Обед на две персоны, поданный в восемь часов, был близок к совершенству, что побудило профессора, который, вопреки своему чопорному виду, явно не чурался стоящих на столе деликатесов, похвалить консула за хорошую повариху и пожурить за то, что не отдает должное ее искусству. Время от времени, пока при затененных свечах он ел лангуста под соусом эспаньоль, Галеви устремлял на хозяина изучающий взгляд. Вполне понимая глубину страданий Брэнда, он решил не торопиться, невозмутимо следуя своему методу отсроченного наблюдения, оставаясь при этом, как всегда, хозяином положения.
Эжен Галеви, сын шипчандлера из Бреста, приехал в Париж лет двадцать назад неотесанным пареньком, чтобы изучать медицину. Несколько раз потерпев неудачу на экзаменах, он получил диплом об общем университетском образовании.
В то время Шарко находился в зените славы, и в толпе, привлеченной этим блеском, был и молодой доктор Галеви. Он посещал лекции великого человека, не вылезал из его клиники в Сальпетриер и, когда его пару раз выбрали – случайным образом – ассистировать при знаменитых массовых демонстрациях истерии, Галеви решил, что должен специализироваться в психиатрии.
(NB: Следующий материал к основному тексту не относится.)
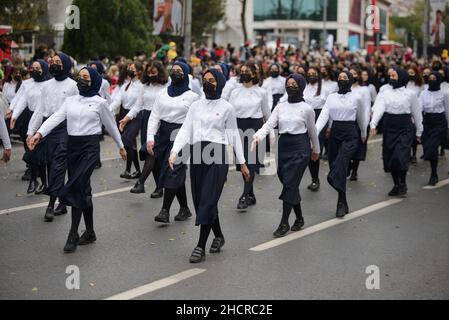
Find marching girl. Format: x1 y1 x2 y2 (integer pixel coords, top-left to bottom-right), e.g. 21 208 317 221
126 61 168 199
27 52 78 222
371 67 423 196
169 69 249 263
348 68 371 181
11 60 50 194
147 61 199 223
316 72 369 218
109 62 143 180
252 74 320 238
229 62 274 210
30 67 126 253
420 72 449 186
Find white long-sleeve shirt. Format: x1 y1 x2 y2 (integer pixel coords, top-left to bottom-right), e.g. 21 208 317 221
229 86 273 121
27 78 79 135
254 102 320 154
0 108 11 150
316 91 369 139
371 87 423 137
172 99 245 164
147 90 200 141
37 95 123 148
419 90 449 127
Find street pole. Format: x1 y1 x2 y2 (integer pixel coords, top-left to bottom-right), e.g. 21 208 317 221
184 0 192 61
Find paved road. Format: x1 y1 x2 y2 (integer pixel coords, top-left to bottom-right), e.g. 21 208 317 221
0 139 449 300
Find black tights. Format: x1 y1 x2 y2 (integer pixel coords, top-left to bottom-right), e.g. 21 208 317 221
70 206 94 233
281 201 302 224
198 216 223 250
125 147 140 172
162 184 188 212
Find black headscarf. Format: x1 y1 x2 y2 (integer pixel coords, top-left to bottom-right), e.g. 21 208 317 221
285 73 307 103
168 61 190 97
203 68 226 100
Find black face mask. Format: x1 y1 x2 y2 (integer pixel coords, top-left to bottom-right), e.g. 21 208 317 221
240 73 253 83
49 64 62 77
203 81 217 99
170 71 184 84
76 79 90 92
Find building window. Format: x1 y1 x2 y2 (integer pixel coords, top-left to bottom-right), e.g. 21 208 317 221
254 0 338 21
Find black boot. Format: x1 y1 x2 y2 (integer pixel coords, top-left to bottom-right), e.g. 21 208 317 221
64 232 80 253
131 181 145 194
151 189 164 199
175 208 192 221
78 230 97 246
54 204 67 217
154 209 170 223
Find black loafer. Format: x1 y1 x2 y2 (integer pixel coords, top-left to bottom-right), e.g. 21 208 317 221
175 208 192 221
78 230 97 246
190 247 206 263
290 218 304 232
154 209 170 223
53 204 67 217
209 237 225 253
273 224 290 238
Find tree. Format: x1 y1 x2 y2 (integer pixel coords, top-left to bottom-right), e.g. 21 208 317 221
63 0 152 61
0 0 48 32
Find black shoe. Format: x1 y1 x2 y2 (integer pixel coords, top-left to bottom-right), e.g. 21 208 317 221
27 180 37 194
22 169 31 181
429 176 438 187
388 186 399 197
175 208 192 221
130 171 142 180
190 247 206 263
54 204 67 217
237 197 248 210
290 217 304 232
64 232 80 253
246 194 257 206
78 230 97 246
44 207 55 222
130 181 145 194
273 224 290 238
34 183 47 195
336 202 349 218
151 189 164 199
154 209 170 223
307 180 320 192
209 237 225 253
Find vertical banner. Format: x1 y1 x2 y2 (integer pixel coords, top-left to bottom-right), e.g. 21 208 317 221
153 0 184 35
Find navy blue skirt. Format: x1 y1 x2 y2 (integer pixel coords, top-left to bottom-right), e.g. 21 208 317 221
237 118 262 173
59 135 100 209
277 133 312 206
154 120 187 189
422 113 448 161
382 113 415 172
190 141 229 226
327 121 361 192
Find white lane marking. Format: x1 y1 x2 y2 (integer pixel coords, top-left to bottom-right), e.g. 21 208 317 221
105 269 206 300
249 199 403 252
423 179 449 190
0 187 131 215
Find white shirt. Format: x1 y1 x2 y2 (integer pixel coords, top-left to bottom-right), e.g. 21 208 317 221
172 99 245 164
147 90 199 141
229 85 273 121
371 87 423 137
37 95 123 148
316 91 369 138
254 102 320 154
419 90 449 127
27 78 78 135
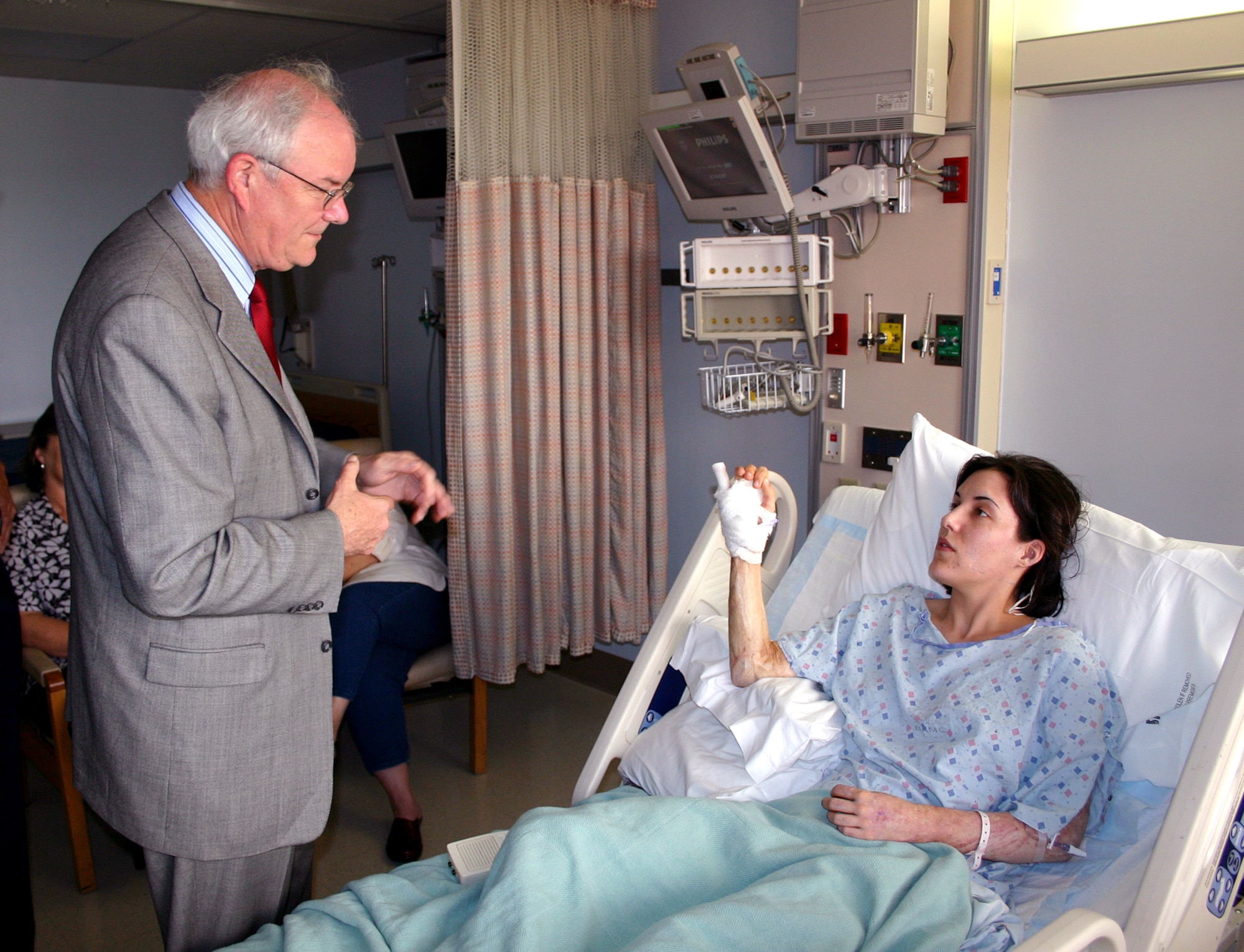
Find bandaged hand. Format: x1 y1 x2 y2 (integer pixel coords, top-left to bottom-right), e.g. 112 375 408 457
713 463 778 565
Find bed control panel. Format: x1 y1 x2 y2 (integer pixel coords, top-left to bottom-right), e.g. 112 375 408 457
1205 797 1244 918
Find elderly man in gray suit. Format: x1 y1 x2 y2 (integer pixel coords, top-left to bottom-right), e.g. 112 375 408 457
53 63 453 952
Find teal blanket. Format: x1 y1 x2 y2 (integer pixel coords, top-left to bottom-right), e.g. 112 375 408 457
233 788 972 952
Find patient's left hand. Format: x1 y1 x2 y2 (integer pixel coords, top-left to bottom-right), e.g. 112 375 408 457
358 450 454 523
821 783 935 843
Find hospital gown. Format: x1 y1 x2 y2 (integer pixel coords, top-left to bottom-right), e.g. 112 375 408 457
778 585 1127 845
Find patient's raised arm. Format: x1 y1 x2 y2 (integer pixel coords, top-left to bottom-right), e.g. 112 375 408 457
729 466 795 687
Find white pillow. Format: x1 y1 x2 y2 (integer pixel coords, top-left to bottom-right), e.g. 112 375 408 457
846 414 1244 787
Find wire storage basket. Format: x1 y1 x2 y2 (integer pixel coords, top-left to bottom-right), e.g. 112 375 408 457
699 363 817 417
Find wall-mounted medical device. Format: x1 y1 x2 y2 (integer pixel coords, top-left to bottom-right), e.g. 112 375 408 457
679 235 833 345
406 53 449 118
795 0 950 142
678 44 760 102
384 116 449 219
678 235 833 289
639 96 794 221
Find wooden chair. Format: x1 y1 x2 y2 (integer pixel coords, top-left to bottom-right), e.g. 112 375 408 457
406 645 488 773
20 647 95 892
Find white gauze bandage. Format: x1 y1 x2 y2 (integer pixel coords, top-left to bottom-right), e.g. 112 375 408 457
713 463 778 565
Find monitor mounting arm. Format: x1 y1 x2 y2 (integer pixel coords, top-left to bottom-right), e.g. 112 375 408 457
786 165 898 225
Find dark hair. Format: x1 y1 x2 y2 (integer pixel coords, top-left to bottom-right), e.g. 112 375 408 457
954 453 1084 617
21 404 56 492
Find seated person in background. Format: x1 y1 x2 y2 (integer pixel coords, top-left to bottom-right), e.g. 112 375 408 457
330 507 449 862
729 454 1126 875
4 407 70 668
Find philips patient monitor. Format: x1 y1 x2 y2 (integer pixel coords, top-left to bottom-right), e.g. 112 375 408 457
639 96 794 221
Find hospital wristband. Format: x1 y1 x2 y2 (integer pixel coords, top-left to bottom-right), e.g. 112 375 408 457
972 810 989 870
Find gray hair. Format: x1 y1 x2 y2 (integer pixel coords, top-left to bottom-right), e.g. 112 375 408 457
185 60 358 189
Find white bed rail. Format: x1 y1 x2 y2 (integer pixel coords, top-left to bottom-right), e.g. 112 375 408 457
1013 908 1127 952
571 473 799 803
1125 606 1244 952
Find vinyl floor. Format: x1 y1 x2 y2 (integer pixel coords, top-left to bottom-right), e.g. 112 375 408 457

Помимо некоторой смекалки провинциала, позволяющей ему подхватывать выражения и манеры своего кумира, Галеви не обладал никакой квалификацией для подобной работы. Скромное наследство, полученное от отца, позволило ему отправиться в Вену, где он учился у Юнга, прослушал курс в Гейдельберге и провел восемнадцать месяцев в психиатрической лечебнице в Мекленбурге. Вернувшись в Париж, он был принят на основе этого опыта в штат Института неврастении, небольшой клиники, расположенной в Пасси. Кроме того, Галеви начал читать научно-популярные лекции в Академии психогигиены. Постепенно он обзавелся небольшой клиентурой, состоящей из обычных неврастеничек, пациентов с пограничными состояниями и ипохондриков. Манеры его, как и следовало ожидать, улучшились, глаз стал острее, руки более ловкими. Обрядившись в сюртук с высоким черным воротником, этот убежденный холостяк приобрел вид духовного лица. Прирожденный махинатор, он день ото дня расцветал на льющихся ему в уши страхах и жалобных признаниях. Он научился быть жестоким, одним только словом выпытывать тайны и изрекать парадоксальные пророчества с важностью оракула, нисколько не соответствующей его тщедушной фигуре.